DiSabato’s allegations spurred an investigation into accusations of sexual misconduct against former OSU wrestling team doctor Dr. Richard Strauss.
More than 150 individuals have accused Strauss of sexual misconduct.
Strauss died in 2015.
Jordan, who was an assistant coach from 1986 to 1994, according to NBC, entered the picture after DiSabato accused the Ohio congressman of knowing about the abuse but not blowing the whistle.
Jordan has denied he knew anything about the incidents and has said he received no complaints about Strauss.
“Congressman Jordan never saw any abuse, never heard about any abuse, and never had any abuse reported to him during his time as a coach at Ohio State,” spokesman Ian Fury said last year, according to Fox.
Jordan told Politico that claims he knew of abuse are “not true.”
“I never knew about any type of abuse.

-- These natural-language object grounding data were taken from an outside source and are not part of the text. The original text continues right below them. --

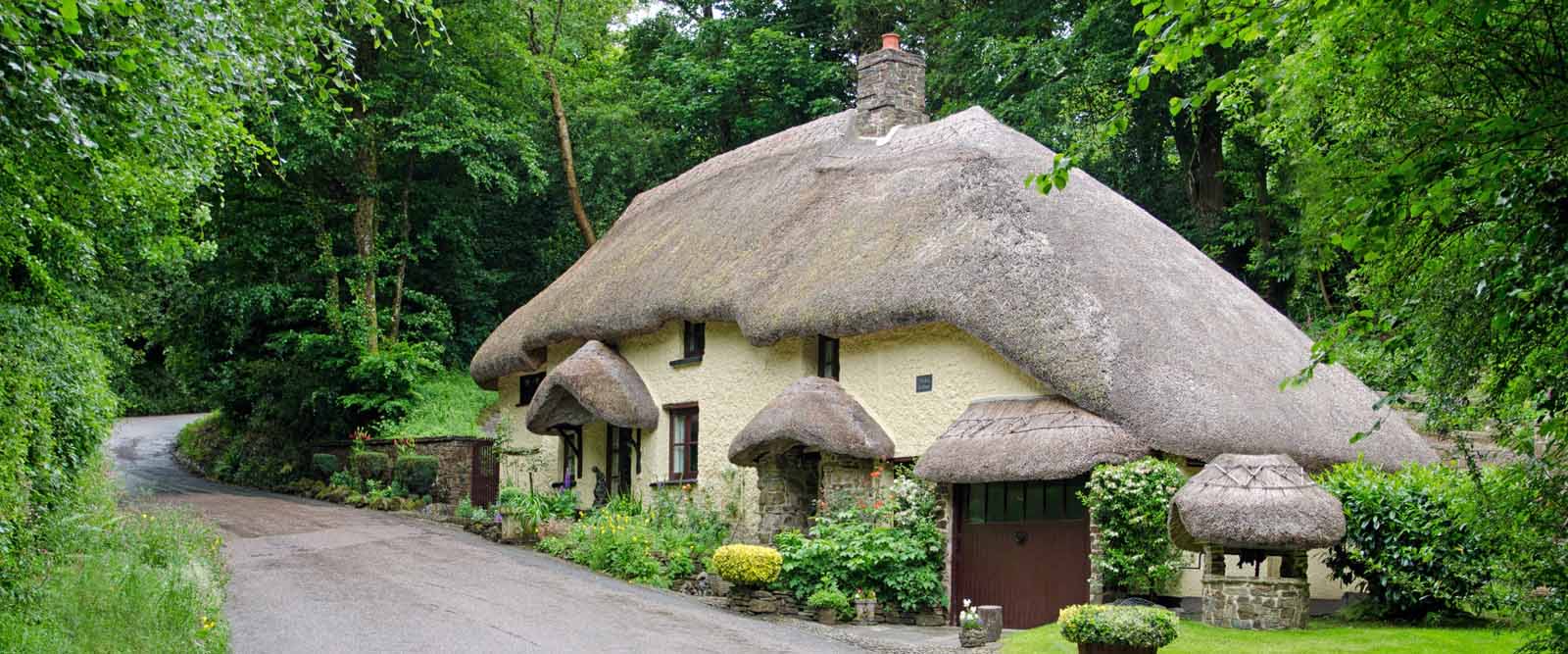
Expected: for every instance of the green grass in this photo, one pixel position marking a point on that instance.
(107, 579)
(449, 403)
(1319, 637)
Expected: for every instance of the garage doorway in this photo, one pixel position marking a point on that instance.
(1023, 546)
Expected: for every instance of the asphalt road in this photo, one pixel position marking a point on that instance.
(320, 578)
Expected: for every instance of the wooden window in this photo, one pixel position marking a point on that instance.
(527, 386)
(682, 442)
(694, 339)
(1023, 501)
(827, 356)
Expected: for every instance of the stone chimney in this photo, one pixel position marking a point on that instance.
(891, 89)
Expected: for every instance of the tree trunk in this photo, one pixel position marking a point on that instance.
(402, 256)
(566, 160)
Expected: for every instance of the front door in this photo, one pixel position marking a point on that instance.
(619, 462)
(1023, 546)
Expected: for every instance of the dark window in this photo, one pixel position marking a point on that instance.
(1024, 501)
(694, 339)
(827, 356)
(527, 386)
(682, 442)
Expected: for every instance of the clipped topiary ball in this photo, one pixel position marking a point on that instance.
(749, 565)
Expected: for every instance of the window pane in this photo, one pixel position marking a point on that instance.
(1015, 501)
(996, 502)
(1035, 501)
(1074, 504)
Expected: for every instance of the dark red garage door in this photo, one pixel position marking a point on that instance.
(1023, 546)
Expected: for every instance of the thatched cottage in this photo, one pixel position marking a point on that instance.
(874, 285)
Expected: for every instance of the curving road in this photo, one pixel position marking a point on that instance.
(320, 578)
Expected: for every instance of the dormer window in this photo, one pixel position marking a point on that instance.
(827, 356)
(527, 386)
(694, 339)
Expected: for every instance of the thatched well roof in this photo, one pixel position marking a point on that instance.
(815, 413)
(1026, 439)
(814, 232)
(592, 384)
(1254, 502)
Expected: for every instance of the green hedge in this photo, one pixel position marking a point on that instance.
(417, 473)
(326, 465)
(368, 465)
(1112, 625)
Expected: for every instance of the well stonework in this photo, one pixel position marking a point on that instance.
(1254, 603)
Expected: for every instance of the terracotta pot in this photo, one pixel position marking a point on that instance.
(1102, 648)
(971, 637)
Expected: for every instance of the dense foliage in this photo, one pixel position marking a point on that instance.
(651, 544)
(1131, 504)
(749, 565)
(1415, 540)
(1115, 625)
(890, 546)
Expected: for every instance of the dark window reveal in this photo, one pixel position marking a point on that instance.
(694, 339)
(827, 356)
(527, 386)
(682, 442)
(1023, 501)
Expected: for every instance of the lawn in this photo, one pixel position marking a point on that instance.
(1322, 635)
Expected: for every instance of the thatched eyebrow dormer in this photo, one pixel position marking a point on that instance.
(817, 230)
(592, 384)
(815, 413)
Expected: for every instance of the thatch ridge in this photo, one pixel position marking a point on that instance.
(811, 232)
(1016, 439)
(814, 411)
(1254, 502)
(592, 384)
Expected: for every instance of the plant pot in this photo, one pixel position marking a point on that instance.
(866, 611)
(1105, 648)
(971, 637)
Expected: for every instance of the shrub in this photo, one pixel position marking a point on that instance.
(831, 598)
(417, 473)
(1113, 625)
(1413, 538)
(1131, 504)
(890, 546)
(326, 465)
(368, 465)
(749, 565)
(648, 544)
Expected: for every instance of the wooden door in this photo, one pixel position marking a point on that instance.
(1023, 546)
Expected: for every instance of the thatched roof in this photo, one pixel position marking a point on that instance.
(1026, 439)
(814, 232)
(815, 413)
(592, 384)
(1254, 502)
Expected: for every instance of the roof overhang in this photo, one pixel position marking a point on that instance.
(592, 384)
(1045, 438)
(814, 413)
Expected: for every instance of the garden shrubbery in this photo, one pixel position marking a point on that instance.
(890, 546)
(1415, 540)
(651, 544)
(1120, 627)
(1131, 504)
(749, 565)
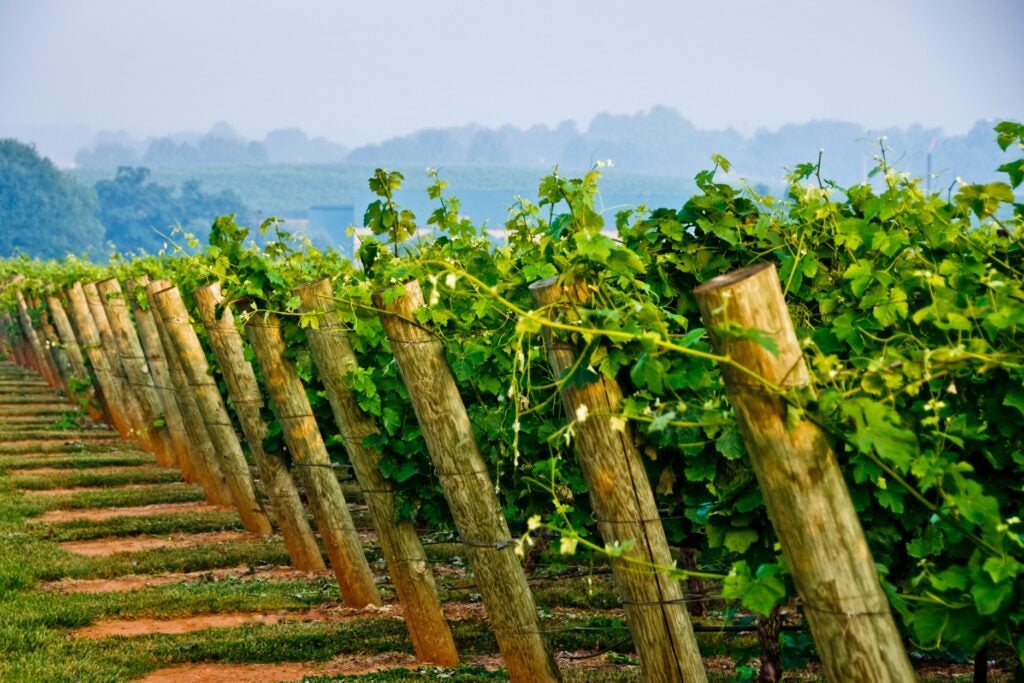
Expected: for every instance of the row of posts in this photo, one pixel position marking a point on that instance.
(152, 381)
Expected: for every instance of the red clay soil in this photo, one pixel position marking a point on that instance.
(53, 493)
(116, 469)
(100, 514)
(103, 547)
(138, 582)
(142, 627)
(349, 665)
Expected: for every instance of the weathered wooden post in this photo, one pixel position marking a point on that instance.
(625, 509)
(414, 581)
(79, 385)
(88, 336)
(198, 443)
(803, 487)
(109, 345)
(137, 371)
(152, 347)
(468, 488)
(38, 358)
(56, 355)
(334, 521)
(248, 401)
(211, 406)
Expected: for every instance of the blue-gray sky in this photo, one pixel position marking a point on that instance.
(359, 72)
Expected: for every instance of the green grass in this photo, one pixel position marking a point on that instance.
(92, 477)
(579, 613)
(111, 459)
(192, 522)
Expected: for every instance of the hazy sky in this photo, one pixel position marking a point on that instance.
(359, 72)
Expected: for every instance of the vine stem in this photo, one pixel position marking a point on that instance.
(540, 319)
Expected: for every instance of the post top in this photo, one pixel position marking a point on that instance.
(731, 278)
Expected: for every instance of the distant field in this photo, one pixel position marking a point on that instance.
(289, 190)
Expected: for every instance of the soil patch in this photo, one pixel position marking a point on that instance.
(346, 665)
(103, 547)
(144, 627)
(54, 493)
(349, 665)
(139, 582)
(61, 471)
(100, 514)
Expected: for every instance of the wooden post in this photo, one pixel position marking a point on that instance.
(468, 488)
(211, 406)
(136, 371)
(37, 355)
(247, 400)
(88, 336)
(198, 443)
(414, 581)
(309, 455)
(803, 486)
(125, 394)
(79, 384)
(56, 355)
(625, 509)
(150, 342)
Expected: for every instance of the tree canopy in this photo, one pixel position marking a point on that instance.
(43, 212)
(138, 213)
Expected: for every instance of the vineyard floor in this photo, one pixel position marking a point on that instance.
(113, 568)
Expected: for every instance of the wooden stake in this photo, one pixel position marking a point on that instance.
(198, 443)
(309, 455)
(414, 582)
(137, 371)
(88, 336)
(130, 404)
(625, 509)
(248, 402)
(153, 350)
(38, 357)
(803, 486)
(79, 372)
(211, 406)
(468, 488)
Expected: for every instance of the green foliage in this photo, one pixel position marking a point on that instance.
(43, 212)
(909, 306)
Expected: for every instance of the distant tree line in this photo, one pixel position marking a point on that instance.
(47, 213)
(220, 146)
(658, 141)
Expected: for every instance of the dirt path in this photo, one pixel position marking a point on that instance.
(104, 547)
(100, 514)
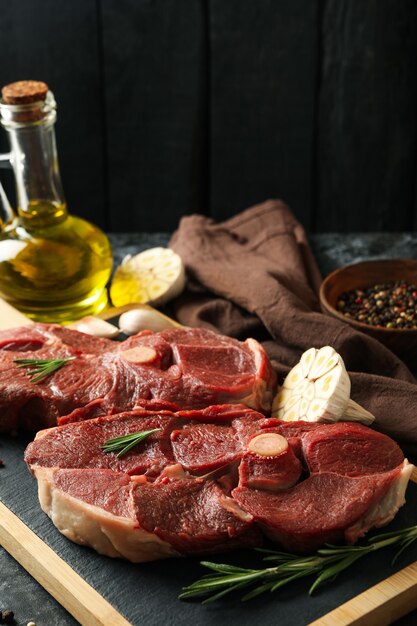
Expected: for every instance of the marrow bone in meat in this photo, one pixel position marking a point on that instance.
(215, 479)
(187, 368)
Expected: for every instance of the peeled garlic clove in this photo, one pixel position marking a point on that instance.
(95, 326)
(135, 320)
(317, 389)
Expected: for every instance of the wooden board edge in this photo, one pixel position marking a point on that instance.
(379, 605)
(81, 600)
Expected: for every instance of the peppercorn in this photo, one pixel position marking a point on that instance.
(7, 617)
(388, 305)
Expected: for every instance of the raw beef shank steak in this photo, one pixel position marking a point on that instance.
(215, 479)
(175, 368)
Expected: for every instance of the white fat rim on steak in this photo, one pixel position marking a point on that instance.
(90, 525)
(386, 509)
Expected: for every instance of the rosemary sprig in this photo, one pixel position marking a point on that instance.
(41, 368)
(325, 565)
(126, 442)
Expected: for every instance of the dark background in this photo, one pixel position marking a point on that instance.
(168, 107)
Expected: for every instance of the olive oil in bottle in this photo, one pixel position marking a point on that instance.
(54, 266)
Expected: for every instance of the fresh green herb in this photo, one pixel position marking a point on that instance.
(126, 442)
(41, 368)
(325, 564)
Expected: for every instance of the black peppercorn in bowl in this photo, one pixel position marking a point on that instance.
(378, 298)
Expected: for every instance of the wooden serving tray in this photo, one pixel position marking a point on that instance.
(53, 560)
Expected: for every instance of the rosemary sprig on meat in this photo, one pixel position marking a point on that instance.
(126, 442)
(325, 565)
(38, 369)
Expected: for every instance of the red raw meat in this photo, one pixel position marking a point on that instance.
(178, 492)
(175, 368)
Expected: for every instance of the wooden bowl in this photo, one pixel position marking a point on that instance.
(366, 274)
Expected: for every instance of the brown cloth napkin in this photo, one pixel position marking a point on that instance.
(255, 275)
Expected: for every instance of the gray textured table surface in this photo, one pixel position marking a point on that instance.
(24, 595)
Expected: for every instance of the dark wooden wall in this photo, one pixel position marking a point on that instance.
(168, 107)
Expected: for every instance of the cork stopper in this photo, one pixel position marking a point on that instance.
(24, 92)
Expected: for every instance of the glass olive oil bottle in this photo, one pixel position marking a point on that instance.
(54, 266)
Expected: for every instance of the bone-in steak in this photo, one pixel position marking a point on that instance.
(215, 479)
(175, 368)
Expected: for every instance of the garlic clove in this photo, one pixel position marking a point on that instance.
(95, 326)
(144, 318)
(318, 389)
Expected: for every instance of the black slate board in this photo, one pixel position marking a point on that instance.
(147, 593)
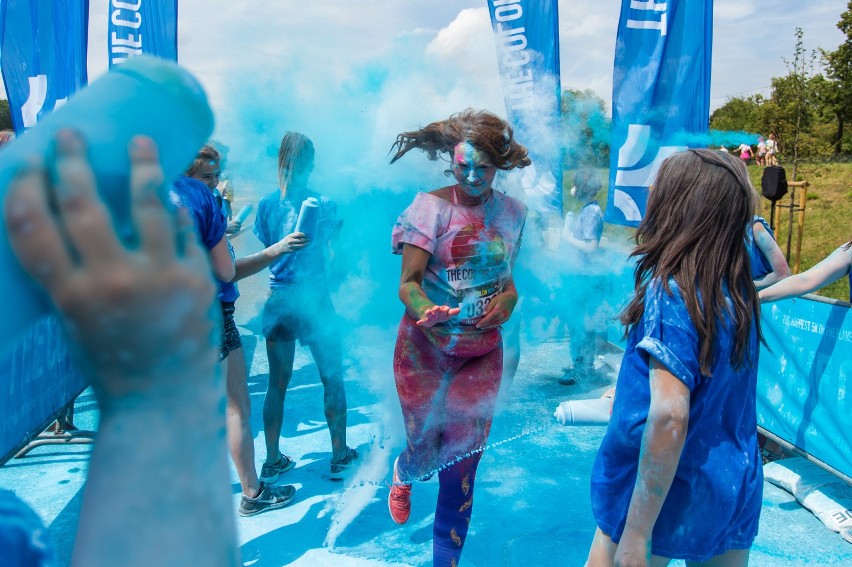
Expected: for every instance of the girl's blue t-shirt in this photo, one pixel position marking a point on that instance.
(714, 501)
(209, 219)
(760, 265)
(276, 218)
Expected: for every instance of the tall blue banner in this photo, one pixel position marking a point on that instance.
(42, 55)
(142, 26)
(527, 36)
(660, 95)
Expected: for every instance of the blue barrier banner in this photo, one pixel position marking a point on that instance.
(42, 55)
(660, 95)
(804, 388)
(527, 37)
(137, 27)
(36, 381)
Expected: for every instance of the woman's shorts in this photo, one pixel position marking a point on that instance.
(299, 312)
(230, 335)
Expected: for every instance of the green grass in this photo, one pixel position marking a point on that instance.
(828, 216)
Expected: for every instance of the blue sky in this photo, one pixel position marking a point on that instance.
(338, 36)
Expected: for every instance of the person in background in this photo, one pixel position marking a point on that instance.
(585, 236)
(829, 270)
(206, 167)
(458, 244)
(745, 152)
(299, 307)
(210, 222)
(151, 364)
(761, 151)
(688, 380)
(226, 189)
(771, 150)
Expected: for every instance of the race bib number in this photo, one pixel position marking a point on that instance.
(474, 300)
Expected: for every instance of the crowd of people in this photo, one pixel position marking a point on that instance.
(687, 380)
(766, 154)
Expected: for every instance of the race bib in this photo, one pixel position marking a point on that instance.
(474, 300)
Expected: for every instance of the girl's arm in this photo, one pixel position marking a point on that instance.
(662, 444)
(414, 262)
(250, 265)
(829, 270)
(767, 245)
(222, 262)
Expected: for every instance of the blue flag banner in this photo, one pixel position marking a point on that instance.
(42, 55)
(527, 37)
(137, 27)
(660, 95)
(804, 388)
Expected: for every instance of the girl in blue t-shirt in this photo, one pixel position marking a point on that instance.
(299, 307)
(678, 474)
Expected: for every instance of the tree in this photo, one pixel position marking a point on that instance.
(587, 129)
(738, 114)
(838, 67)
(794, 96)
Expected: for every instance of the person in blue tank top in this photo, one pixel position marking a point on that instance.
(194, 191)
(678, 474)
(299, 307)
(585, 236)
(831, 269)
(768, 264)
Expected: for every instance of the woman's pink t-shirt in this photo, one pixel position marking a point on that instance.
(472, 248)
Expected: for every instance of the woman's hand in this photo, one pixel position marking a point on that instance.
(136, 316)
(498, 310)
(437, 314)
(293, 242)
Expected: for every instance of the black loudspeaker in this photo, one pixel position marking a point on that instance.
(773, 184)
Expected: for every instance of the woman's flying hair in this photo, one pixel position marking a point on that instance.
(487, 133)
(206, 154)
(296, 151)
(694, 232)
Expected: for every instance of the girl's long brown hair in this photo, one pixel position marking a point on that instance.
(694, 232)
(295, 151)
(487, 133)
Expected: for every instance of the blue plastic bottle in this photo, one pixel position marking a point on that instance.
(144, 95)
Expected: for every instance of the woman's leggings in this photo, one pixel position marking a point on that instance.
(447, 404)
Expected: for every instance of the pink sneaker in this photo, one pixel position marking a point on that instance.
(399, 500)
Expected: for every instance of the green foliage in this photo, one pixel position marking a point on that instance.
(5, 115)
(838, 92)
(586, 129)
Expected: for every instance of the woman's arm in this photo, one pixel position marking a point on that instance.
(414, 262)
(662, 444)
(250, 265)
(769, 248)
(829, 270)
(140, 324)
(222, 262)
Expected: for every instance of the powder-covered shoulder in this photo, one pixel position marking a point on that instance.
(515, 206)
(420, 223)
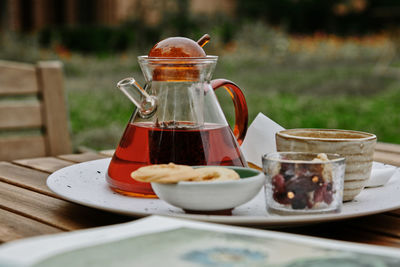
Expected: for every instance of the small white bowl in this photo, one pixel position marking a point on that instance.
(213, 195)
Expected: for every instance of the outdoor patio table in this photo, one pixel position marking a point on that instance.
(28, 208)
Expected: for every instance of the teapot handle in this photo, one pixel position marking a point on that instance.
(241, 113)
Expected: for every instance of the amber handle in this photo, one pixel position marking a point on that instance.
(241, 113)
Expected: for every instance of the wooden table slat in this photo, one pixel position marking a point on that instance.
(78, 158)
(14, 226)
(46, 164)
(26, 178)
(51, 211)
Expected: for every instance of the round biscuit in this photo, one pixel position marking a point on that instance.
(216, 174)
(164, 173)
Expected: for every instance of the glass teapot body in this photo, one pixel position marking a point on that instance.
(181, 121)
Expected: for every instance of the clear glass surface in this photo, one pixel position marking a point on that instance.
(303, 182)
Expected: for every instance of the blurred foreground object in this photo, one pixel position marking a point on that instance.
(33, 116)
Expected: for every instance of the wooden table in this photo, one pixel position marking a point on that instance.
(28, 208)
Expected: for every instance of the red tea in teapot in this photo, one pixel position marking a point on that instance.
(178, 118)
(143, 144)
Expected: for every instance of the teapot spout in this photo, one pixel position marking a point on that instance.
(145, 103)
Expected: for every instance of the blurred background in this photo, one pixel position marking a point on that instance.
(303, 63)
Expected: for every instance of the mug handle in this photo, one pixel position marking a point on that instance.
(241, 113)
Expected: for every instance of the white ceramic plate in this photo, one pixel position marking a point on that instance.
(85, 184)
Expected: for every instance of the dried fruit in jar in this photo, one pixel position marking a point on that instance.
(304, 185)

If I did, I would have done something about it,” he said last year when the allegations first emerged.
“And look, if there are people who are abused, then that’s terrible and we want justice to happen.”
DiSabato’s attorneys said the court gave him the wrong date to appear.
“I’m a wanted man because of bureaucratic bungling,” DiSabato said, according to NBC.
DiSabato is now set to appear in court on Tuesday.
He and Finkes have dueling allegations of harassment against each other.
In an email to a law firm investigating the allegations against Strauss, DiSabato said Finkes last summer accuser him of engaging in a “money grab & political hit job” against Ohio State and Jordan, according to NBC.
“Please note that this email is the first of several I will be sending regarding the overt / deliberate harassment and retaliation by employees of the University,” DiSabato wrote in the email.
Finkes sent NBC an email that said, “Appreciate you reaching out but I do not have any comment at this time while the case is still active. … I simply wish for Mr. DiSabato to leave me alone.”
In a July 2018 interview with the Columbus Dispatch, DiSabato said he felt compelled to bring the case to light.
“As a father, as a citizen, as a human being with a moral compass, it was my duty to bring this to the attention of not only my teammates but also the university, the values of which I hold dear to my heart — people, tradition, excellence,” DiSabato said.